Las Charitos acumulaban más de cuatro lustros como enfermeras. Habían trabajado en campañas tan riesgosas e intensas como la batalla contra el dengue y habían asistido a pacientes que viajaban desde otros países a Cuba para operarse, gracias a los convenios del ALBA.
Por aquellos días los medios internacionales reiteraban en las noticias sobre el efecto Dubái, el cual dejó varados a muchos acreedores por la burbuja inmobiliaria del país árabe. Clara, mi compañera de cuarto, perseguía los musicales, sin que aquello le importara mucho. «Cambiemos el canal, que eso no es para nosotros», decía.
Estaba segura de que aquello no llegaría a la habitación que compartimos durante casi 20 días sin que nada nos faltara, con la asistencia permanente de personas muy profesionales, entre ellas la doctora Victoria Oliva, quien nos controlaba los signos vitales como si fueran los suyos.
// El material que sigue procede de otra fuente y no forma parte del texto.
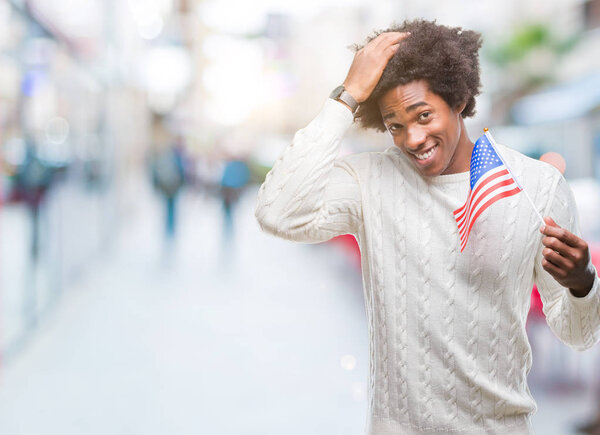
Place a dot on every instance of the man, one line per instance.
(448, 348)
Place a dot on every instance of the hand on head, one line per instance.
(369, 63)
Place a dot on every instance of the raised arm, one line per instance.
(310, 195)
(567, 280)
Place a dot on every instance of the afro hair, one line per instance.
(447, 58)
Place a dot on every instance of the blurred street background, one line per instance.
(137, 293)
Evoco aquella experiencia, porque aún estoy agradecida del modo en que lucharon para que yo no engrosara las estadísticas de los miles que devoró aquella enfermedad en el planeta, incluso en países que no sufrían un bloqueo económico como el que todavía padecemos los cubanos.
Ahora, que todos los días a las nueve de la noche aplaudimos al personal de salud que cuida a los cientos de confirmados con la pandemia en Cuba, y a los que partieron a enarbolar el internacionalismo a otros lares, rememoro a todos los que se esmeraron por mi salud y la de cientos de contagiados en toda la Isla en aquellos días inciertos.
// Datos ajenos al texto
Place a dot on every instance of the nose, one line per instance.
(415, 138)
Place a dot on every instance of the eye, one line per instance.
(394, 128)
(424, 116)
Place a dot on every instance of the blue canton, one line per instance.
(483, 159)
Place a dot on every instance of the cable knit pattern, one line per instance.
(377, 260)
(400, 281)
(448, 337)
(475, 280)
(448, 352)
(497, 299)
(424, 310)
Aunque conversábamos con los rostros casi cubiertos, de alguna manera todos «se quedaron» en sus pacientes, para inmunizarnos contra la amnesia de los desagradecidos. Estos aplausos son para ellos, porque con la misma pasión con la que una vez desafiaron aquellas siglas alevosas, hoy, también, deben estar haciéndolo contra la COVID-19.
Lo realizan igual que muchos médicos jóvenes como la doctora de 28 años de edad, Yanet Yudith Leiva Gómez, quien en uno de los consultorios del capitalino municipio del Cerro, trabaja sin tener un solo día de descanso en estos días aciagos, donde todo esfuerzo es poco.
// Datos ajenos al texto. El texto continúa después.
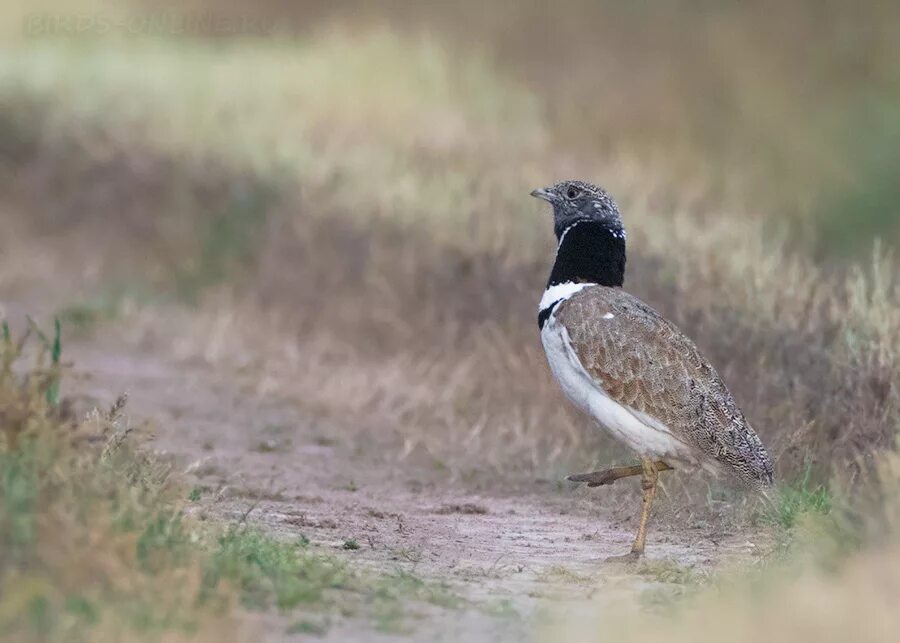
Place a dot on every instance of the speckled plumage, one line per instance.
(643, 362)
(623, 363)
Quisquillosa como siempre, pero ahora más que nunca, da seguimiento a la salud de 22 ancianos que viven solos. Los orienta, anima y les vigila sus signos vitales «porque la salud de estos viejitos importa tanto como la de otros grupos etarios».
También, 12 viajeros procedentes de distintas partes del mundo permanecieron durante semanas bajo su atención hasta que regresaron a sus países sin signos de contagio. Ni un solo caso de la COVID-19 se reportaba entre los pobladores que ella atiende, y solo dos residentes en el extranjero permanecían en su área de salud.
«La responsabilidad y el altruismo —tablas salvadoras de toda contingencia— serán los antídotos para ganar esta batalla que tiene al planeta en pie de guerra», estima Yanet Yudith, quien dice que los aplausos de cada noche son para ella una expresión tan genuina de cariño, capaces de quitarle el cansancio de estas infinitas jornadas.
El agradecimiento es la memoria del corazón. Por eso tanto gesto altruista debe quedar eternamente en cada latido, y en cambio a tanta entrega darnos porque cada uno de nosotros lleva un potencial de bondad que en tiempos difíciles ha de sacarse a la luz más que nunca como hace nuestro personal de la salud, los que limpian nuestras comunidades o nos proveen de alimentos.